A saída do técnico veio no mesmo dia em que o elenco paralisou as atividades, deixando o CT do Jardim Eulina vazio. Essa paralisação vem de uma crise financeira profunda pela qual o clube passa.
Quando tudo desandou
O primeiro episódio que expôs a situação financeira do clube foi quando os jogadores, com salários e direitos de imagem atrasados em até seis meses, utilizaram as redes sociais para publicar uma nota acusando a diretoria de “abandono”.
Além disso, segundo relatos internos, funcionários não recebem há mais de um ano.

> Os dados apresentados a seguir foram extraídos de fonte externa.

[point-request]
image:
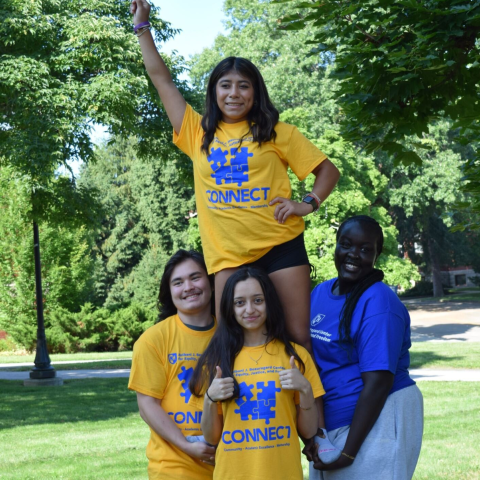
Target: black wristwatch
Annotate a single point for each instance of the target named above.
(310, 201)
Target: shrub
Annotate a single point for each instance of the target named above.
(7, 345)
(421, 289)
(97, 330)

Zanardi, ao explicar sua decisão, relatou desgaste e chegou a cogitar a possibilidade de seguir no clube apenas nas categorias de base.
O discurso que Zanardi fez após o empate por 1 a 1 com o Náutico, na 22ª rodada da Série B, expôs a dimensão do problema. Além da cobrança pela Sociedade Anônima do Futebol (SAF) de R$ 1 bilhão, o técnico listou que o clube carecia de equipamentos essenciais.
“A Ponte não tem fisioterapeuta, não tem piscina de gelo, não tem maca, não tem GPS, nada”, disse. A equipe está na zona de rebaixamento da Série B, e o cenário interno é descrito por jogadores como de “abandono institucional”.
Novo treinador
Após a saída de Zanardi, a diretoria não deixou a vaga aberta por mais de 48 horas. Gilson Kleina foi anunciado como novo técnico ainda nesta semana. Essa marca a sexta passagem do treinador pela Ponte Preta. A missão, segundo a própria cúpula do clube, é evitar o rebaixamento em uma das piores crises da história da Macaca.